Right here, some essential phrases have been defined with regards to the monetary system of a company:
The types of securities to be issued and proportionate quantities that make up the capitalization is called capital construction or monetary structure.
Capital construction refers to the proportion of different kinds of securities issued by a company to lift lengthy-term finance. Thus capital structure denotes: (1) the types of securities issued (equity shares, preference shares and debentures), and (ii) the relative proportion of each type of security. In different words, capital construction represents the proportion of equity capital and dept capital used for financing the operations of a business. Correct balance must be obtained within the following securities or sources of finance to maximize the wealth of the equity shareholders of the corporate:
(a) equality shares,
(b) desire shares, and
Features of Sound Capital Construction
A company’s capital construction is alleged to be optimum when the proportion of debt and equity is such that it results in maximizing the return for the Physician Private Equity shareholders. Such a structure would vary from company to firm depending upon the character and measurement of operations, availability of funds from different sources, efficiency of administration, etc.

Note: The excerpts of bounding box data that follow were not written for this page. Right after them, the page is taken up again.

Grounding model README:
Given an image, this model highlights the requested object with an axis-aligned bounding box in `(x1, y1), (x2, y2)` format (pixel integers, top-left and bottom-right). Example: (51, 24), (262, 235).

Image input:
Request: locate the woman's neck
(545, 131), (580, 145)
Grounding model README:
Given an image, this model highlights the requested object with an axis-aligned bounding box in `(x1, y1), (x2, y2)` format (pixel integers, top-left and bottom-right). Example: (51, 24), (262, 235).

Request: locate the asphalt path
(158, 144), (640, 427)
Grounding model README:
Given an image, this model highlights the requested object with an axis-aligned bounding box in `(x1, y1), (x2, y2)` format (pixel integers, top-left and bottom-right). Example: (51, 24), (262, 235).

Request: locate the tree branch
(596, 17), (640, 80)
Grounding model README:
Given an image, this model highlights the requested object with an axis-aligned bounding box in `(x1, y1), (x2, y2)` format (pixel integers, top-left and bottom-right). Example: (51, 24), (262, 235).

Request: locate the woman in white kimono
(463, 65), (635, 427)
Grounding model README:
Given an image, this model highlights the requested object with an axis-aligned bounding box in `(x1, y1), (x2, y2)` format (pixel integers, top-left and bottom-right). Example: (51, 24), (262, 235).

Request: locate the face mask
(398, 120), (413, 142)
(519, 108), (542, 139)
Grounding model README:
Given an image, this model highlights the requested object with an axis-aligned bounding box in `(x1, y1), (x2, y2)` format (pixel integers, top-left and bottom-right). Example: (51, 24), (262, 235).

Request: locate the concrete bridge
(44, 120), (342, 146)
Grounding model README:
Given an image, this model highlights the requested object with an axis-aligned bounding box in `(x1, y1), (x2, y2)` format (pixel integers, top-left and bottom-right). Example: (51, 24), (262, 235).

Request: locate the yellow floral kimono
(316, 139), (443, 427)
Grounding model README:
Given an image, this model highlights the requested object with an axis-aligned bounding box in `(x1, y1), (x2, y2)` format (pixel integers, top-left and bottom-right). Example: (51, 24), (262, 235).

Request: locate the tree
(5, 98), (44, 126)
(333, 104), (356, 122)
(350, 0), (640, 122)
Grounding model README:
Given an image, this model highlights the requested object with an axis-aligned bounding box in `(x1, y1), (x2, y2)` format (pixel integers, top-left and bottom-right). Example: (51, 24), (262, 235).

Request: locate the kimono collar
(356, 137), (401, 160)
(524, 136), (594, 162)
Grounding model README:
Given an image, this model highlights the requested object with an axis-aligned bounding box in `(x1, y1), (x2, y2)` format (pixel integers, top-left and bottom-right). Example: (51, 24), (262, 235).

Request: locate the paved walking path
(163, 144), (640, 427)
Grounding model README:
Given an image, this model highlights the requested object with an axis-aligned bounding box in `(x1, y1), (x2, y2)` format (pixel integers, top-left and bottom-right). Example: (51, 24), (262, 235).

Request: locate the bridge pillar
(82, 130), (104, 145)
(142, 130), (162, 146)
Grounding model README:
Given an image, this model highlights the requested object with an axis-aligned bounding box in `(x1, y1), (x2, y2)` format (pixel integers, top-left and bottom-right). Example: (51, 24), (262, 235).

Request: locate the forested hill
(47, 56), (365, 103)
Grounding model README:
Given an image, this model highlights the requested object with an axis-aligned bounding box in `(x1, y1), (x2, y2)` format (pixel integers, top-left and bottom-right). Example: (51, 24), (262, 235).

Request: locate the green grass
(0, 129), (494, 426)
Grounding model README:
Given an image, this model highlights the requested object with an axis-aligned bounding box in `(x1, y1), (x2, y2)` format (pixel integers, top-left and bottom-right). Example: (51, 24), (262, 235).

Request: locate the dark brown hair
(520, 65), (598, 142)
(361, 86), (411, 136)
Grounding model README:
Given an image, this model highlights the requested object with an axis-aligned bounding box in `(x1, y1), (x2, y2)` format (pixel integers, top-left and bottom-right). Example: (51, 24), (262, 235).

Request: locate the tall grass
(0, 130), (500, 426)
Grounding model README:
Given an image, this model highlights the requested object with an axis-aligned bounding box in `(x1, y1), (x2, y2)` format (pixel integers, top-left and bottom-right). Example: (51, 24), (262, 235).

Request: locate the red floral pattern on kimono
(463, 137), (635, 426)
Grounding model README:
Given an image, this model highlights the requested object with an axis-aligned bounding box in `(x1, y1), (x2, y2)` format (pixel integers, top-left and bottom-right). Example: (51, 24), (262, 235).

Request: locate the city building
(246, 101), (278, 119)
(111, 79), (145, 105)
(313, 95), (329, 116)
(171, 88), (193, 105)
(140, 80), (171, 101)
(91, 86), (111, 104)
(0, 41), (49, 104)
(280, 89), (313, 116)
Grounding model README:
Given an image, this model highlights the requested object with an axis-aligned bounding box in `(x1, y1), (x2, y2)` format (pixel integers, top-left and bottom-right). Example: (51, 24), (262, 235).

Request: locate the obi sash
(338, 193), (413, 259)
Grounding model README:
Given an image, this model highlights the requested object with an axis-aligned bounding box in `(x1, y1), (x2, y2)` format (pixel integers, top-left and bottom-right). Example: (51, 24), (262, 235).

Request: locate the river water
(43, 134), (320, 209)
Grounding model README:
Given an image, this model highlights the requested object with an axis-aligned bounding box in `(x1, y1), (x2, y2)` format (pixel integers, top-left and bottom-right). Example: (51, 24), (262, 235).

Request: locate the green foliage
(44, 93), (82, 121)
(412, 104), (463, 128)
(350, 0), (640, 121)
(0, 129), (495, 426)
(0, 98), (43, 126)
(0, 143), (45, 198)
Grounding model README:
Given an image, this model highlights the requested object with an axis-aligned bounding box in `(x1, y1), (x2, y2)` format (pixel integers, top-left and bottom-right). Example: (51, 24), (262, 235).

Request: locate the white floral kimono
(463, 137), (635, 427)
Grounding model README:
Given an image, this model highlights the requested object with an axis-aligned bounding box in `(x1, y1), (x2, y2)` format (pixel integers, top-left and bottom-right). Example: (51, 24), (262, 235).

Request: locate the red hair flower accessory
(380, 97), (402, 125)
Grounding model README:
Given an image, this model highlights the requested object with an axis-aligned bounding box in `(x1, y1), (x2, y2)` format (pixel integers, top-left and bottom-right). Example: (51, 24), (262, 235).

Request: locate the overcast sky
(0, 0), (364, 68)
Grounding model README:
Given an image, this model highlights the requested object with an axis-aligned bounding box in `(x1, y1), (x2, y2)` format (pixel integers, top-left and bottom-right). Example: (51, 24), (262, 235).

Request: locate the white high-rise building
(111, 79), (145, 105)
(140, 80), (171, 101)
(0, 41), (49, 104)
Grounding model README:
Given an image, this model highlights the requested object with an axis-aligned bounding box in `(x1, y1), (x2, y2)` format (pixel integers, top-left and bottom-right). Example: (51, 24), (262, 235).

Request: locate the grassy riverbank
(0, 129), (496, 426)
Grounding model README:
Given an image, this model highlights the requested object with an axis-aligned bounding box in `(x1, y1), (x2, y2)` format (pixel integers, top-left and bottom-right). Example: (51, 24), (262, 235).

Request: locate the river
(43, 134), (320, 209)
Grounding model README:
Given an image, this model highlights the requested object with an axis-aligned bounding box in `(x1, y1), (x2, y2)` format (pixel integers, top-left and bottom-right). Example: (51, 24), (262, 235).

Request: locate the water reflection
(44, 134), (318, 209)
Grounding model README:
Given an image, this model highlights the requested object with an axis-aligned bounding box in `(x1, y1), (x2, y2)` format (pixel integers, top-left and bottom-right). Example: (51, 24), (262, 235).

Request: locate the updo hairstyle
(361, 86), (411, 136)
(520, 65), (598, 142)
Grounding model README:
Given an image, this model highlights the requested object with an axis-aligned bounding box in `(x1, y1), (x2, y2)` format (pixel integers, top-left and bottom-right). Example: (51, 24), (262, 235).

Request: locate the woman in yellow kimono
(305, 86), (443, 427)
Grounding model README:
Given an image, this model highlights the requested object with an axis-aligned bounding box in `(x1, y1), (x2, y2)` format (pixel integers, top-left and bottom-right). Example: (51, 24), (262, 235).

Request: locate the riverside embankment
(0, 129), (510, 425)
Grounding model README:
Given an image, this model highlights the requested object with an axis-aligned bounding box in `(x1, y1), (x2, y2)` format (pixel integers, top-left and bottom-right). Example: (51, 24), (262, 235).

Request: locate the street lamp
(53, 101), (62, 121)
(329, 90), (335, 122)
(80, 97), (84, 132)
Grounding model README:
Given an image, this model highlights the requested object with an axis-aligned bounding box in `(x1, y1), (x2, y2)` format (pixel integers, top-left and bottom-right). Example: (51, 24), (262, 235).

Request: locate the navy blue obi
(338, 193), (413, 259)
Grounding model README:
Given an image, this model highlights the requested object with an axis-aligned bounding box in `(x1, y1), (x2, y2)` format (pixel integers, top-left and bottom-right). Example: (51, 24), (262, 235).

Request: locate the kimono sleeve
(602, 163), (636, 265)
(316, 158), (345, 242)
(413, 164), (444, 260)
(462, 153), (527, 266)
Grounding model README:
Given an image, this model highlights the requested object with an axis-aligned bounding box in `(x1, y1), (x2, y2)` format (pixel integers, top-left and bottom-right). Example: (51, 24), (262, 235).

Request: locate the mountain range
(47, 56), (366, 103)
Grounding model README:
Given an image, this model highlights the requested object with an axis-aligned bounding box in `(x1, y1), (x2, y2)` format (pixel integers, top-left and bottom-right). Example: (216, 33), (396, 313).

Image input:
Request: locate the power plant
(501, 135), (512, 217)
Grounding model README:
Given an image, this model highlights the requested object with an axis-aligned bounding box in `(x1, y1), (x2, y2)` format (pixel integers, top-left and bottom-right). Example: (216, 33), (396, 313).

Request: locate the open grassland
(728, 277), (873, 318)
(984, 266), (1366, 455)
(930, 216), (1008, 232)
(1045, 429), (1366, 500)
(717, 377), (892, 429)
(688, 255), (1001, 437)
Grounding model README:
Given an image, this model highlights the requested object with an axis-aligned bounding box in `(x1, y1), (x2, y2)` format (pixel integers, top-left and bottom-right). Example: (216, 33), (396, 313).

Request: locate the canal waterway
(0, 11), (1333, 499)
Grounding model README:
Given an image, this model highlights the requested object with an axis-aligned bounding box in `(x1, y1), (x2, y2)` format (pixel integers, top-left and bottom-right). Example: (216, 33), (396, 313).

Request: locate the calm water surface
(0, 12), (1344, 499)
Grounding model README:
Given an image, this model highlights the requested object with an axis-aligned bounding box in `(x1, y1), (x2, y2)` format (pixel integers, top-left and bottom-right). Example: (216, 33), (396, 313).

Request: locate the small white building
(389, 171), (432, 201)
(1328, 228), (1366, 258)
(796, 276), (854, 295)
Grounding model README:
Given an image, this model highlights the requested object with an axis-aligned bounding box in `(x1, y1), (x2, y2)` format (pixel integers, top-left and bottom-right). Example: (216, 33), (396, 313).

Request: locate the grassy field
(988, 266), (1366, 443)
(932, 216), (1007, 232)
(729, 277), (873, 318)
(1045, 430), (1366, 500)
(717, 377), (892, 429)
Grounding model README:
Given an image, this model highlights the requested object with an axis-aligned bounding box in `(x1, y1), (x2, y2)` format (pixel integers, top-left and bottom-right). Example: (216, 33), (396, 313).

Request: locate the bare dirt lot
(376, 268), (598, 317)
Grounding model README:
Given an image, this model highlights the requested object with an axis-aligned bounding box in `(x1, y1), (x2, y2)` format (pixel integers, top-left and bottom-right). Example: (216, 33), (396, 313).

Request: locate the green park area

A SOUND CAPITAL STRUCTURE SHOULD POSSESS THE FOLLOWING FEATURES:
(i) MAXIMUM RETURNS.
(ii) LESS RISKY.
FINANCIAL LEVERAGE OR CAPITAL GEARING
A company can increase capital by issuing three types of securities: (a) equity shares, (b) choice shares, and (c) debentures. Preference shares carry a fixed rate of dividend and debentures carry a fixed rate of interest. The equity shares are paid dividend out of income left after cost of curiosity on debentures, and dividend on desire shares. Thus, dividend on equity shares could vary year after year. Equity shares are known as variable return securities and debentures and choice shares as fixed return securities. If the rate of return on fixed return securities is lower than the rate of earnings of the company, the return on equity shares will probably be higher. This phenomenon is known as monetary leverage or capital gearing.
Thus, financial leverage is an arrangement below which fixed return bearing securities (debentures and desire shares) are used to raise cheaper funds to increase the return to equity shareholders. It could be noted that a lever is used to lift something heavy by making use of less power than required otherwise.
Capital gearing denotes the ratio between numerous types of securities and total capitalisation. Capitalisation of a company is highly geared when the proportion of equity to total capitalization is small and it is low geared when the equity capital dominates the capital structure.